La Juventus torna in campo dopo la batorsta psicologica di Madrid. Archiviato il quarto di finale contro i blancos, domani la Juve sfiderà allo Stadium la Sampdoria (fischio d’inizio ore 18). Massimiliano Allegri presenta il match alle 12 dal Media Centre di Vinovo. Si comincia parlando della partita di Madrid, e delle parole di Buffon: “Era il 93esimo della gara. Difficile mantenere la lucidità in quei momenti. C’è solo da fare i complimenti ai ragazzi, hanno fatto una gara bellissima. E’ stata una serata di sport difficile da ripetere. Un match che meritava di andare avanti altri 30 minuti”.

Sulla Samp: “Abbiamo tre gare in una settimana. Ora c’è da vincere il campionato e la Coppa Italia. Bisogna rimanere lì, il Napoli non molla e incalza. Abbiamo avanti un obiettivo irripetibile. Per Buffon, Barzagli, Lichtsteiner, Chiellini e Marchisio sarebbe il settimo titolo consecutivo”.

Ancora sulla Samp: “All’andata è stata una gara rocambolesca (3-2 a Marassi, ndr). Abbiamo perso e poi abbiamo registrato la squadra”.

Sulla parole di Buffon: “Nelle situazioni bisogna trovarsi. Buffon è sempre stato un esempio, dentro e fuori dal campo. Se per una volta, in una situazione difficile e complicata, si può capire e non lo condanno. Oltre al rigore, Bisogna capire a livello psicologico la sua situazione. Sfido qualunque persona al mondo a non avere una spiegazione. Gigi per vent’anni è stato un esempio dentro e fuori dal campo. L’arbitro ha arbitrato una buona partita. Avete presente gli imprevisti, a Monopoli? E’ stato dato male il tempo di recupero. Con una sola sostituzione bisognava dare un solo minuto di recupero”.

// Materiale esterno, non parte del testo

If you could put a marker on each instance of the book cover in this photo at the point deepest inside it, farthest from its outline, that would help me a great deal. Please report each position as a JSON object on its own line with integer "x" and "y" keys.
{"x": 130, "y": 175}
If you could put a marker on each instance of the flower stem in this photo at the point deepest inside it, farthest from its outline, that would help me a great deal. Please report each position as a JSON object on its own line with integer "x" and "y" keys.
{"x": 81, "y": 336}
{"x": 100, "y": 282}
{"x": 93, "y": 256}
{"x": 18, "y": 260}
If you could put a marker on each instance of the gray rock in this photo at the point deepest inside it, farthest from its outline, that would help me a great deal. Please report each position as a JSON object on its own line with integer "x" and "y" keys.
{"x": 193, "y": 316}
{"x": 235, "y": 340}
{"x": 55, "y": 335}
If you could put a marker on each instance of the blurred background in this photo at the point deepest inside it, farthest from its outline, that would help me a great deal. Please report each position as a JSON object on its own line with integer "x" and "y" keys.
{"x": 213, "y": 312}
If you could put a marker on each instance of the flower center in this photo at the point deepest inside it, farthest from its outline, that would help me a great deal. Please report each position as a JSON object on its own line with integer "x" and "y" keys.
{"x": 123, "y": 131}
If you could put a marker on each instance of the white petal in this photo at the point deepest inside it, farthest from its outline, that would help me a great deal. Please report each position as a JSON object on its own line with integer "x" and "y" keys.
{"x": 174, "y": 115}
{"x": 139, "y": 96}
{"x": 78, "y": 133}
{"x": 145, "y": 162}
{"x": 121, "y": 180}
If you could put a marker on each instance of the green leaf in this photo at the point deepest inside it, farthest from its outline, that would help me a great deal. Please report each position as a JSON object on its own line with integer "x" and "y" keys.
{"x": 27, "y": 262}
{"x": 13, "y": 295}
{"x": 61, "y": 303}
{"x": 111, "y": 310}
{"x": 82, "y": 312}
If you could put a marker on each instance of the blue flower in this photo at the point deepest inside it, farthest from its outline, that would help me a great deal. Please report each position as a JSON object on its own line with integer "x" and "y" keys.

Si ritorna sulla Samp: “Serve una partita di rabbia, dopo la delusione di Madrid. Lo Stadium dovrà essere il dodicesimo uomo in campo. All’andata venivamo da partita in cui si vinceva ma incassavamo tanto. Sono partite con scossoni. La gara di Genova ha fatto pensare che fosse giusto cambiare”.

Chi gioca? “Torna Cuadrado titolare. In porta gioca Buffon. Per il resto devo valutare”.

Su Higuain? “Ha avuto un momento importante, lui soffre quando va in Nazionale e consuma molte energie. Sarà decisivo per la lotto

Cuadrado e Dybala? “Possono giocare Mandzukic e Higuain, insieme o portarne uno in panchina.  Bernardeschi sta lavorando con la squadra, ma non è ancora a disposizione”.

Sul futuro? “Non ho ancora incontrato il presidente. Le partite come quella dell’altra sera fanno venire voglia di continuare. Il riposo? Lo prendo dal 20 maggio alla ripresa degli allenamenti… sono ancora giovane e voglio allenare. Nella vita non si sa mai. Al momento non abbiamo vinto ancora nulla”.

Ancora sul Bernabeu: “Ronaldo tira un rigore a 135 all’ora… nella porta di Szczesny, che altrimenti l’avrebbe presa. Credo che quella vista a Madrid sia una delle migliori giocate dalla Juventus. Ora tocca rituffarsi in campionato”.